We’ve been interested in patients who have metastatic Merkel cell carcinoma which is a rare and aggressive form of skin cancer. In studies that were done a number of years ago we discovered that PD-L1 was expressed in many if not all of these tumours. So we’ve been studying a molecule called avelumab which is a monoclonal antibody that targets the PD-L1 receptor and we enrolled 88 patients who had metastatic Merkel cell carcinoma who had failed previous chemotherapy. Our initial results reported at six months’ follow-up and we had a 31% response rate. We’re now reporting one year of follow-up and it appears that we have a 33% response rate now with two additional complete responders. 74% of our responders still are in response at one year of follow-up so this really represents a significant advance for patients with this disease as there has been previously no therapy approved.
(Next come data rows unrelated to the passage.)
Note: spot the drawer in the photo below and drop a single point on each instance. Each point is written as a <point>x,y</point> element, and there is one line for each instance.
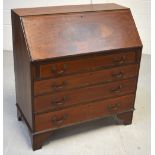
<point>85,79</point>
<point>67,67</point>
<point>65,117</point>
<point>59,100</point>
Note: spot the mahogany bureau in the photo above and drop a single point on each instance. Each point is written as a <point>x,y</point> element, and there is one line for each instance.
<point>74,64</point>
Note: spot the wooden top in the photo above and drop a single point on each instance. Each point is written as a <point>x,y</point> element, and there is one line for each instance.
<point>67,9</point>
<point>50,35</point>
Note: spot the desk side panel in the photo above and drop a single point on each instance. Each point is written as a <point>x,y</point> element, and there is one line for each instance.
<point>22,69</point>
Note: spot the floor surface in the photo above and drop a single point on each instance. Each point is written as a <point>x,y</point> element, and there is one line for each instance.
<point>101,137</point>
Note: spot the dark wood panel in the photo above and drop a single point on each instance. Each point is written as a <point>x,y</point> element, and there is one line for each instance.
<point>62,68</point>
<point>81,33</point>
<point>81,113</point>
<point>22,68</point>
<point>67,98</point>
<point>68,9</point>
<point>85,79</point>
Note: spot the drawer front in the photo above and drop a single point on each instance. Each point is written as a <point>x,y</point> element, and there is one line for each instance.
<point>58,119</point>
<point>87,94</point>
<point>62,68</point>
<point>85,79</point>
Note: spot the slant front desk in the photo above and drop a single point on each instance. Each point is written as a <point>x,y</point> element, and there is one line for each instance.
<point>74,64</point>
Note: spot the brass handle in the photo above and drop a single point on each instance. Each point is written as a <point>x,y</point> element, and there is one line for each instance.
<point>117,90</point>
<point>60,102</point>
<point>59,120</point>
<point>118,75</point>
<point>114,107</point>
<point>119,61</point>
<point>59,72</point>
<point>60,86</point>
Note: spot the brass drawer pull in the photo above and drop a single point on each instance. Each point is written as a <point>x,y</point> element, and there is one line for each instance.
<point>59,72</point>
<point>114,107</point>
<point>119,61</point>
<point>60,102</point>
<point>117,90</point>
<point>60,86</point>
<point>118,75</point>
<point>59,120</point>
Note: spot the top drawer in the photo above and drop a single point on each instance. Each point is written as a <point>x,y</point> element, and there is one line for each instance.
<point>84,64</point>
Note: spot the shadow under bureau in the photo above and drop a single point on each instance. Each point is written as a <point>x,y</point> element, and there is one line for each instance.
<point>74,64</point>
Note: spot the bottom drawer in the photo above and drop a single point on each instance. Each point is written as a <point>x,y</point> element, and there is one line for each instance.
<point>65,117</point>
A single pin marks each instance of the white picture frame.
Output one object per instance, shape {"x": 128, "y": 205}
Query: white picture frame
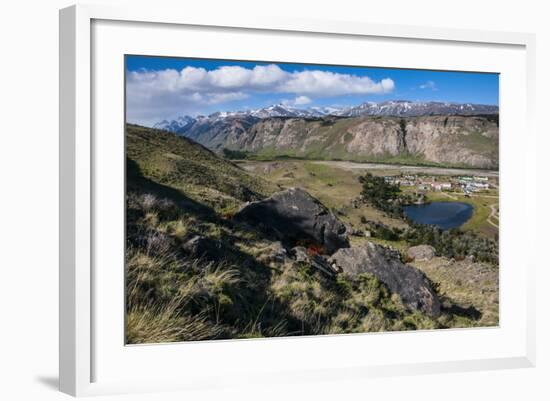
{"x": 80, "y": 345}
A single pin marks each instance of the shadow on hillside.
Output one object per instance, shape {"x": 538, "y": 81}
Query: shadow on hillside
{"x": 469, "y": 312}
{"x": 253, "y": 305}
{"x": 137, "y": 182}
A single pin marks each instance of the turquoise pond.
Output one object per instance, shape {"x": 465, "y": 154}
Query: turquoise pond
{"x": 444, "y": 215}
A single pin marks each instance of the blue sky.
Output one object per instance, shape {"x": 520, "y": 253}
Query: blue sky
{"x": 164, "y": 88}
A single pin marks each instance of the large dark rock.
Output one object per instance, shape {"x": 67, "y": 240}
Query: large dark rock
{"x": 295, "y": 217}
{"x": 411, "y": 284}
{"x": 421, "y": 252}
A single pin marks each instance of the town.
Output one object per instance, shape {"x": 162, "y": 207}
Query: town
{"x": 467, "y": 184}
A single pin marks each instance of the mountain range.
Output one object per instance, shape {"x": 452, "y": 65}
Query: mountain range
{"x": 395, "y": 108}
{"x": 435, "y": 133}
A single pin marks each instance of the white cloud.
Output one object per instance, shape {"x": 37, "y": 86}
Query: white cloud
{"x": 155, "y": 94}
{"x": 429, "y": 85}
{"x": 301, "y": 100}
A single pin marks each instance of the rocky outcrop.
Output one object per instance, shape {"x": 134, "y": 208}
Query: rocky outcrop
{"x": 421, "y": 252}
{"x": 295, "y": 217}
{"x": 409, "y": 283}
{"x": 449, "y": 140}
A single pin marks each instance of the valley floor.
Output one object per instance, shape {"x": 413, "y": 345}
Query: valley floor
{"x": 195, "y": 270}
{"x": 335, "y": 183}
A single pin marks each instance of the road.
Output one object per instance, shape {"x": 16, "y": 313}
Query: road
{"x": 494, "y": 215}
{"x": 354, "y": 166}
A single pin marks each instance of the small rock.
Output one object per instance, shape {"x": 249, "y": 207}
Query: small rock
{"x": 199, "y": 246}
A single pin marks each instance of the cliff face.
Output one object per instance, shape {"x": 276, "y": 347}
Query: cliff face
{"x": 470, "y": 141}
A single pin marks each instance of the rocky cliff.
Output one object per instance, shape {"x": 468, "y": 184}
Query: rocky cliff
{"x": 466, "y": 141}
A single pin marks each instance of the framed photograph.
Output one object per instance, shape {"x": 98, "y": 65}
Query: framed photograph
{"x": 278, "y": 200}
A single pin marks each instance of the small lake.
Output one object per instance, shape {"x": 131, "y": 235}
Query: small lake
{"x": 445, "y": 215}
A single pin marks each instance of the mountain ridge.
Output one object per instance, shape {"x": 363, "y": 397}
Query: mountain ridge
{"x": 390, "y": 108}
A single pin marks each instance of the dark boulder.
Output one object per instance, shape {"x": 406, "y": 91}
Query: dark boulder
{"x": 295, "y": 217}
{"x": 409, "y": 283}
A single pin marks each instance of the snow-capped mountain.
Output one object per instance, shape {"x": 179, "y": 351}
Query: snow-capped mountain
{"x": 396, "y": 108}
{"x": 405, "y": 108}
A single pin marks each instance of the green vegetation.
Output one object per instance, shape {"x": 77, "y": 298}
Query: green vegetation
{"x": 233, "y": 284}
{"x": 454, "y": 243}
{"x": 380, "y": 194}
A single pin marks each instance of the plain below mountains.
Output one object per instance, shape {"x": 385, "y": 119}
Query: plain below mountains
{"x": 429, "y": 133}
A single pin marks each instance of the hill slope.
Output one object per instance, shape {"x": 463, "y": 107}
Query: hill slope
{"x": 182, "y": 164}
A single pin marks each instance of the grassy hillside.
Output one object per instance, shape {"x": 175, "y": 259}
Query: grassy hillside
{"x": 193, "y": 273}
{"x": 184, "y": 165}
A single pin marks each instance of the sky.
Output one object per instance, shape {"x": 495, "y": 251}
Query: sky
{"x": 159, "y": 88}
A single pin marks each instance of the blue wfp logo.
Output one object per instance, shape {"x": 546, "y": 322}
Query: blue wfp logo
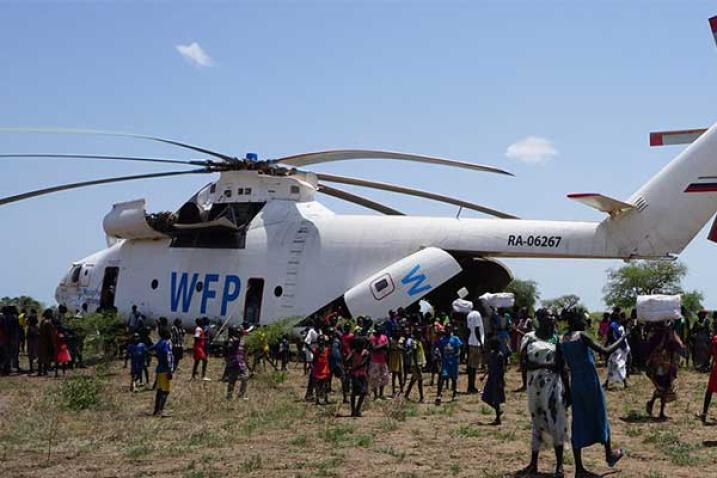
{"x": 416, "y": 281}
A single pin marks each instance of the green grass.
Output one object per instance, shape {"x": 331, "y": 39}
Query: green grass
{"x": 400, "y": 455}
{"x": 365, "y": 441}
{"x": 253, "y": 463}
{"x": 337, "y": 434}
{"x": 467, "y": 431}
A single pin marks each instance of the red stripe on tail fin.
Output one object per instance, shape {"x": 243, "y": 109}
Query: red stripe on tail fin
{"x": 712, "y": 236}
We also found that the side effect profile was quite tolerable so the major side effects were fatigue and infusion related reactions. Although immune mediated adverse events could occur, as have been reported with other T-cell checkpoint inhibitors, these were quite rare and there were only three grade 3 events, mostly isolated lab abnormalities.
Based on this data the United States FDA actually approved avelumab for the treatment of metastatic Merkel cell carcinoma, both in the first and second line setting. So this represents a significant advance for patients with this disease.
Is there potential for this drug to be used with other cancer types?
Yes, anywhere there’s PD-L1 expression this drug might be useful. In fact, there’s a large phase I with many expansion cohorts in different cancers so we’re particularly interested in non-small cell lung cancer, bladder cancer and actually gastric cancer where there seems to be a signal of activity. I also think that it’s going to be a useful drug for combination studies given the rather tolerable safety profile that we’ve seen so far.